The singer, her mane of frizzed red hair pairing nicely with her skeleton leggings and glow-in-the-dark neon orange manicure, kicked off the set with the one-two punch of “Pitch or Honey” and “Last Lion of Albion,” harmonizing beautifully with her two back-up singers, her powerful voice always at the forefront.
Standouts of the set that elicited applause included “Maybe Sparrow” from the excellent 2006 album, Fox Confessor Brings the Flood, showcasing Case’s powerful vocals, which along with her alt-country bent, reminded us of a slightly more baritone June Carter Cash. “Look for Me (I’ll Be Around)” from the aforementioned Blacklisted was another similar example of full-throated heroics from the indie siren.
Delightful inter-band banter between songs kept the evening lively, especially an ongoing gag involving Case’s sound tech boyfriend Jeff, and an impromptu birthday celebration of guitar/slide guitarist Jon Rauhouse, who Case joked was 40 years despite being alive during World War I. The road crew later brought out a cake from Houston bakery, Fluff, for Rauhouse and one of her backing singers, who both shared the same birth date, the crowd spontaneously busting out into a rendition of “Happy Birthday.”
Most of Case’s catalog consists of mid-tempo numbers, and if there is anything critical to say about the set, it meant the show dragged in its middle portion.
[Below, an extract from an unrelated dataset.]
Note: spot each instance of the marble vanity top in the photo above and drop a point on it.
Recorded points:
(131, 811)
But Case and her band picked it up later on, especially with the set closers, the gorgeous “Hold On” from Fox Confessor… and the straight-forward indie blast of “Man” from 2013’s The Worse Things Get, the Harder I Fight, the Harder I Fight, the More I Love You, which could have easily substituted for a New Pornographers jam.
Things especially got going at the end of the encore with the rocking banger “Loretta” from 2004’s The Tigers Have Spoken and the perfect closer of “Ragtime” from The Worse Things Get…
One of the more memorable events from the evening didn’t have anything to do with the music. The venue upheld a strict, always controversial, no cell-phone policy, warning attendees twice before even entering the venue that anyone caught even looking at their devices would be removed from the building. Those in the smoking section outside before the show joked that we could “spend $85 on Vegas bombs and talk through the whole thing, but you better not use your phone.”
Unfortunately, for some unlucky souls, no doubt addicted to their screens like the rest of us, found out staff was very serious about enforcing said policy, getting the heave-ho before the encore even started. It should be stated here, this wasn’t the venue’s fault — cell phone bans almost always come from the artist management, and witnessing this drew sympathy for both parties.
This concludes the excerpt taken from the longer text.